The wind whips hard off the water, salty and cold, sending damp strands of your hair into your eyes as you stand knee-deep in coarse, wet sand. The sky is heavy with clouds—thick, layered, grey-blue—and the surf crashes rhythmically just beyond the nets you’re untangling. Seagulls wheel above, calling out to each other, and behind you, the shape of the old lighthouse looms like a watchful sentinel on the bluff.
You weren’t expecting a job like this, not from him. He always worked alone, the kind of man people left be. But today, he asked—well, more like muttered—that he needed an extra pair of hands.

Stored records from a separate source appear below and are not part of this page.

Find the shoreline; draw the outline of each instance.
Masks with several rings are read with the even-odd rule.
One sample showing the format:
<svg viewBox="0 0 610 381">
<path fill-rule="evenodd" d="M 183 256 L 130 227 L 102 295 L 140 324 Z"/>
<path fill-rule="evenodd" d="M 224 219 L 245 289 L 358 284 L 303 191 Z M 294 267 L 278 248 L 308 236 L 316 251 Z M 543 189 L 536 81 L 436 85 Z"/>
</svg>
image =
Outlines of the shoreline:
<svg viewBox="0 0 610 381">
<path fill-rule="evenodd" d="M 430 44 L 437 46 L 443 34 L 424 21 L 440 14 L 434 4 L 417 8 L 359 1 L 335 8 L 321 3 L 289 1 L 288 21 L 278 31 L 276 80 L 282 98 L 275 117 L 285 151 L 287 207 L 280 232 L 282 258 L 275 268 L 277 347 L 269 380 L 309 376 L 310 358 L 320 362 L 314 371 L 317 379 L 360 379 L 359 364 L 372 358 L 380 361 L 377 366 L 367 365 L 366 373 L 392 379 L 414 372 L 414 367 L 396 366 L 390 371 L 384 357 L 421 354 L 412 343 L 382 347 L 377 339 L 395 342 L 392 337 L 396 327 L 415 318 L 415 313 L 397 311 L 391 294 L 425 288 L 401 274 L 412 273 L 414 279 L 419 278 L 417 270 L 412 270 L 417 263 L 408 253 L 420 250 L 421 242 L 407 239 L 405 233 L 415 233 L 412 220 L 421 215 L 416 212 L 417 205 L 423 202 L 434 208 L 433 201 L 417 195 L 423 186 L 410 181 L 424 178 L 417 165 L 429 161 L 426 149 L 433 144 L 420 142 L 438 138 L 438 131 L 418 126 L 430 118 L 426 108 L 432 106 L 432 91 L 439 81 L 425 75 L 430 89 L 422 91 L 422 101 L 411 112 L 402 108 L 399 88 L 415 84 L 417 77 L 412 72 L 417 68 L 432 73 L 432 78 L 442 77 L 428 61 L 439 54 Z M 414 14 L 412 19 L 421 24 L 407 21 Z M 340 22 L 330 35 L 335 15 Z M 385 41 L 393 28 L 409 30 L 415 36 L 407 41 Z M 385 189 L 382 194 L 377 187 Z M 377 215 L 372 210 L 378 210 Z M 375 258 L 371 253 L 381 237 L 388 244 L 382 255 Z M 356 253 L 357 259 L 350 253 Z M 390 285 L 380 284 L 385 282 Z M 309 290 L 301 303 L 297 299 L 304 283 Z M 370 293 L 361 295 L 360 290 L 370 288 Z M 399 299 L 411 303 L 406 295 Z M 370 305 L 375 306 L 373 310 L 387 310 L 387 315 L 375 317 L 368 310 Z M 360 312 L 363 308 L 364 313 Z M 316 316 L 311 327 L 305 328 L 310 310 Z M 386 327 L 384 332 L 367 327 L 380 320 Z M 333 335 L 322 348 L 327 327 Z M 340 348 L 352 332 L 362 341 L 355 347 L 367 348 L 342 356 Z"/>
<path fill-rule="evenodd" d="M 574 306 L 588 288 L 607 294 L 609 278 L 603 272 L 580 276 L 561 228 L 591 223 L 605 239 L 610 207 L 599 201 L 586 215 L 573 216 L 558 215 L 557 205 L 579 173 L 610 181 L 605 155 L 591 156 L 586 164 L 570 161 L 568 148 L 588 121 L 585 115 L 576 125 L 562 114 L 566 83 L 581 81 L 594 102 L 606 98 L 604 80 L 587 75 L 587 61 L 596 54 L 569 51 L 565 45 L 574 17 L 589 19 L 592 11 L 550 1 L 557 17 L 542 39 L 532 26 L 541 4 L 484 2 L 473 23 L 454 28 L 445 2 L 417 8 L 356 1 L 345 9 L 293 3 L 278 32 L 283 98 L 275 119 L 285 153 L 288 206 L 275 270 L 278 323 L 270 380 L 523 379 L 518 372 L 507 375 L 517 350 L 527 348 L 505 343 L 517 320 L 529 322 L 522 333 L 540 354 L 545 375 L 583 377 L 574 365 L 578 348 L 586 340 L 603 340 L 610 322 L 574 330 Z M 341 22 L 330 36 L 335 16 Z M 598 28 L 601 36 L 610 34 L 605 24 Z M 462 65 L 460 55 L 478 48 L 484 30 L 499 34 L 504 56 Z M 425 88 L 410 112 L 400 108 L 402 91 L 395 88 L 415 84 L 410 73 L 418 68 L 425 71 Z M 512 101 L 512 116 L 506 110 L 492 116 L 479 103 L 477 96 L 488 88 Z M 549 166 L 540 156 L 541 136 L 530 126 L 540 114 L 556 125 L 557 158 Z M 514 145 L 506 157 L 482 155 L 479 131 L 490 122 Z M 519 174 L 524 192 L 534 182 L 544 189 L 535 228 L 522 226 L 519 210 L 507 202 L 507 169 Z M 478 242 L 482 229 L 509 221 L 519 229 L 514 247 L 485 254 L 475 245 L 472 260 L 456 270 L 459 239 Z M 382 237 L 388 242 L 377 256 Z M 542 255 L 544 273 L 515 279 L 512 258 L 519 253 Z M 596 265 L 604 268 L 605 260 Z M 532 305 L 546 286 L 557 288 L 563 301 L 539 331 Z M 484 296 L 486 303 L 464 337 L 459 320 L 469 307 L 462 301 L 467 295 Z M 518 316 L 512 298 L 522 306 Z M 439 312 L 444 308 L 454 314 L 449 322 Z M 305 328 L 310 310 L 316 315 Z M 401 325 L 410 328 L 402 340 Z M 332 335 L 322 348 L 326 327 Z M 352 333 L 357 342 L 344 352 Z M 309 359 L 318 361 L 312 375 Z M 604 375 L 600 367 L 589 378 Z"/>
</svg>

Said he had too much to tend to: the boat, the lantern, the gear. So now you're here, soaked to the knees and fingers stiff with cold, helping him haul in thick, sea-slick ropes and heavy nets that smell of brine and old fish.
You feel his eyes on you. He’s standing a few paces up the shore, arms crossed over his broad chest, a mug of something steaming in one hand, watching quietly. His frame is massive—shoulders like a dock piling, solid and squared, legs braced like he’s used to fighting storms with his body. His long blond hair is damp and tangled, swept back and caught by the wind, brushing the worn collar of his coat. The beard hides most of his face, but you can still see the sharpness of his cheekbones and the creases at the corners of his sea-grey eyes. He looks carved from driftwood and anchored in place, but there's something softer in the way he watches—something careful.
Finally, his voice rolls out low and gravelly, but not unkind: "Hmph... Not makin’ a mess of it, at least. That’s somethin’."